These questions help explain why bond markets did not perform well in the first half of 2021. Bonds offer a fixed level of interest payments over a set period of time. If inflation is rising and your money is worth less, then the fixed rate becomes less appealing. So the value of bonds – traditionally considered a steady if unexciting investment – has had more ups and downs this year, taking investors on a bit of a bumpy ride of late.

Shares in companies can also be affected by inflation, depending on the type of company. Some company shares won’t perform well in a higher-inflation environment, but some will do better because of inflation.

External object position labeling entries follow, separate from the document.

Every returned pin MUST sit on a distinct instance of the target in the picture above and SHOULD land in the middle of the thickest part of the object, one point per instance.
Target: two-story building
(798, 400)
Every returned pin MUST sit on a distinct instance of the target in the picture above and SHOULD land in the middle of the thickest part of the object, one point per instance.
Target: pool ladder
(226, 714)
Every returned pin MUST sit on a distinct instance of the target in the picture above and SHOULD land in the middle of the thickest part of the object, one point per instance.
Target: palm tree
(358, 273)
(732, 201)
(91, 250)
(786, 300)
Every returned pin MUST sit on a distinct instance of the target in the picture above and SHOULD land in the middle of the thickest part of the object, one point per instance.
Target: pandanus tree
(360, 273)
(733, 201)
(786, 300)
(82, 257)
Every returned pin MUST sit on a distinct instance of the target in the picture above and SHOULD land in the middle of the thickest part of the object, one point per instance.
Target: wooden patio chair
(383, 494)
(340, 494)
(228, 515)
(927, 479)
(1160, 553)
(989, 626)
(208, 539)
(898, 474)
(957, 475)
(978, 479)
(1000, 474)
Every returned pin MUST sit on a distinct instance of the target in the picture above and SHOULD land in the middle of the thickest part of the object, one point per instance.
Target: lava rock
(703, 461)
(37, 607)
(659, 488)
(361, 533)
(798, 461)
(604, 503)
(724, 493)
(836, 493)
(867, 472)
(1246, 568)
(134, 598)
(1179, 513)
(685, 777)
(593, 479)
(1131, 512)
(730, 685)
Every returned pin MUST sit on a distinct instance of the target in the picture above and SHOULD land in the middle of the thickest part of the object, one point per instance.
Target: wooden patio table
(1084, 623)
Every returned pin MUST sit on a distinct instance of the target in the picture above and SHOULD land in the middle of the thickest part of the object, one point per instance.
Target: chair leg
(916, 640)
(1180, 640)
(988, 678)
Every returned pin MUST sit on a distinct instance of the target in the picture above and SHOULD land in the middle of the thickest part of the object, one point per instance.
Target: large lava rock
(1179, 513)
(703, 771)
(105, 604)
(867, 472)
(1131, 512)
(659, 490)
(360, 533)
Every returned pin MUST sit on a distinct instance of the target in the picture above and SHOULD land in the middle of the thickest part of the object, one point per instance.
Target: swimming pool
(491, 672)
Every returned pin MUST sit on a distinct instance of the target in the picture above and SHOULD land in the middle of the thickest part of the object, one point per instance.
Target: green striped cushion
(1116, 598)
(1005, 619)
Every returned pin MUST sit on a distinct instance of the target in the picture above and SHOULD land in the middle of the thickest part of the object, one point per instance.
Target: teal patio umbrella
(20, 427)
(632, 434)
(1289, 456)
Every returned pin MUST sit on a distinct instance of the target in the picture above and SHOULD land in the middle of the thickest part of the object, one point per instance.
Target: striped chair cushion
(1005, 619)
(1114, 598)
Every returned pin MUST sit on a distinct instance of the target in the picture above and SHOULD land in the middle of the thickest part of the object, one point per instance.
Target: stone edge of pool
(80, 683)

No one particular type of investment offers total protection against inflation. But historically, investment growth over the long term is higher than inflation. So, normally, staying invested gives you a better chance to keep ahead of inflation. What’s more, investing in different types of investments (called “diversifying”) and keeping a long-term outlook may offer protection against whatever the future may hold.


What’s ahead

Over the next year, inflation will still be a hot topic and probably lead to some short-term ups and downs in financial markets. But it’s worth remembering that it’s most likely temporary, and – importantly – that it’s the result of a return to economic growth. In our view, this is cause for optimism about the prospects for investment growth over the long term.

Pensions are a long-term investment. The retirement benefit(s) you receive from your pension will depend on a number of factors including the value of your plan when you decide to take your benefit(s) which isn’t guaranteed and can go down as well as up. The value of your plan could fall below the amount(s) paid in.